Functional Implications of Tight Junctions:
All passage across epithelium occurs through cytoplasm (selective passage)
No intercellular seepage
Ions can be transported against concentration gradient
Membrane proteins remain localised to correct domain
Functional Implications of Zonula Adherens:
Adhesion of cellular sheets for membrane integrity
Attach to actin filaments that can change cell shape
Functional Implications of Desmosomes
Attach to intermediate filaments to provide support and tissue integrity.
Learning Objectives:
Identify & describe epithelial cell surface domains, their specific characteristics/specialisations & functional significance
Cell Surfaces:
Apical Surface touching lumen.
Lateral Surface touching other epithelial cells. Made up of intercellular junctions, which are important for barrier integrity and coordinated cellular activity
Basal Surface touching basement membrane and usually underlying CT.
Apical Surface Specialisations:
Microvilli - Increase surface area for absorption.
Cilia - Make current over surface for movement
Stereocilia - Bulk Absorption + Sensory Function
Lateral Surface Specialisations:
Tight Junction - Seal intercellular space
Desmosome - Protein fibres holding adjacent cells, but intercellular space is not sealed
Gap Junction - Tunnels allowing direct transmission between cells.
Basal Surface Specialisations:
Hemidesmosomes - Attach membrane of epithelial cells to basement membrane. Prevents tissue from pulling away from CT.

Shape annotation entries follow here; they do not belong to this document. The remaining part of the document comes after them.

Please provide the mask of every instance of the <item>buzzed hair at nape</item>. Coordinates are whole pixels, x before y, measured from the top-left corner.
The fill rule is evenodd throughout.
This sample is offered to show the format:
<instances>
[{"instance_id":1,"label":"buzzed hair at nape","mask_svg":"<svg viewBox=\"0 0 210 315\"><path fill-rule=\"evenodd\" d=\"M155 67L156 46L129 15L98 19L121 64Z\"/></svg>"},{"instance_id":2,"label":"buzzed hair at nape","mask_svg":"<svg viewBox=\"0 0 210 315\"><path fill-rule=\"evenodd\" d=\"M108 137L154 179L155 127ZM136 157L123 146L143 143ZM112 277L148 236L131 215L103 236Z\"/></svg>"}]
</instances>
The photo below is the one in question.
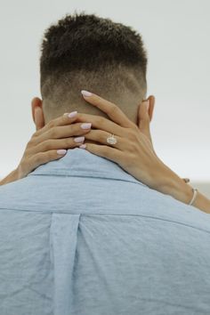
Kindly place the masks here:
<instances>
[{"instance_id":1,"label":"buzzed hair at nape","mask_svg":"<svg viewBox=\"0 0 210 315\"><path fill-rule=\"evenodd\" d=\"M40 74L44 114L53 117L67 103L79 106L82 89L121 103L125 93L142 98L146 72L147 53L136 31L93 14L67 15L44 35Z\"/></svg>"}]
</instances>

Provides immobility to epithelium layers + enables strong attachment to CT
Correlate individual structural features of epithelial cell surfaces with their specific functions, & the overall function of the tissue of which they are a part
Appreciate that epithelium is a dynamic tissue that can constantly renew & respond to changes within its environment, including by metaplasia
Epithelium can undergo cell turnover.
Has varying turnover rates which are location specific.
Most frequent in location subject to most stress.
I.E. GIT - Rapid Turnover
Skin - Slower Turnover
Large Glands - Very Slow
Metaplasia adapt to injurious agents in a changed environment, and replaces a cell type with another that is not normally present in tissue.